Aside from the moral issues, whether this approach can ever succeed is debatable. With science, it’s simple: either the bar of weirdy metal soap works; or it doesn’t. But take a piece of art and who’s to say what will fly, for whom and for what reason.
Two people who otherwise have much in common can disagree violently on the merits of the same piece. Take, for example, Wagner’s Parsifal, an opera that only puts me in mind of Monty Python and the Holy Grail (when it’s not putting me to sleep) but which transports my other half to the highest of lofty planes.
There is no official table of validity for art (critics don’t really count: theirs, too, is inevitably a flawed response, as the frequent imbalance between box-office receipts and critical acclaim proves). Art aims to stimulate the senses and touch the soul, and as we all have different requirements in that respect work can be judged only according to subjective criteria. One man’s triumph is another man’s tragedy, which is why making good art that can please all of the people all of the time is impossible.
But you can see why the Government is tempted. When artists seek to set an agenda, or express a cultural point, they can be unnervingly eloquent. If nothing else the hysteria over the visions of Danish cartoonists in respect of Islam proves the strength of feeling art can generate. And for each bleak and blackened vision, there is a correspondingly uplifting one: Mozart will salve the mind as surely as a Richard Curtis film will float you home from the cinema on a puff of warm air; fix your sight skywards in the Sistine Chapel in Rome, and one’s faith in the usefulness of the human race perks up no end.

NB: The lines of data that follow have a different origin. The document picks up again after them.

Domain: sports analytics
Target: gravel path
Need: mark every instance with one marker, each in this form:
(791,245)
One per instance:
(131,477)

Art can be provocative, it’s true; but it can also be good for you. It is this therapeutic application, and the perceived social advantages, that Mirza believes the DCMS is most desperate to foster. But, she argues, far from resulting in beautiful and uplifting works, a well-meaning but misguided obsession with “social inclusion” has resulted in a lot of money being spent on a lot of thoroughly mediocre work.
Arts funding in Britain is, of course, at an all-time high, as we are constantly being reminded. Since the inception of the National Lottery in 1994, over £2 billion has been ploughed into the arts in Britain; to match the public’s generosity (because whatever else it is Lottery money is public money), new Labour has been exceedingly free with the chequebook — and of course entry to all national museums and galleries is now gratis.
The overarching intention of all this has been, quite commendably, to improve the cultural health of the nation by making the arts more accessible.
Mirza’s concern is that such generosity has come at a price. She believes that publicly funded art is now expected to prove its value not just from a critical point of view, but also in socio-political terms, and that this is seriously effecting the quality of work being commissioned. The free and inspired expression of the artist’s vision is being stifled by the need to “tick” certain boxes.
The results — these politically correct, emasculated, all- inclusive works that emerge from the mouth of the bureaucratic mangler — are not true to their creators, nor do they provide any concrete advantages to those they are intended to serve.
Her remarks have, understandably, been ill-met in certain artistic circles. But while this book will encounter some justifiable criticism, it also deserves a second look for trying to encourage debate in an area of the arts notoriously hostile to criticism.
If you’ve ever wondered why hospitals where old folk get forgotten in corridors spend thousands on “community” art (to give the old dears something to look at while they languish in corridors?) or marvelled at the cost of the Millennium Dome, a public art project of such stunning banality that it will go down in history as one of the greatest white elephants of the 20th century, then Culture Vultures ought to interest you.
If you also think that artists should be encouraged to express their views freely through their chosen medium, regardless of who or what they may upset, then I doubly urge you to get a copy — before some interfering zealot passes a law against this sort of thing.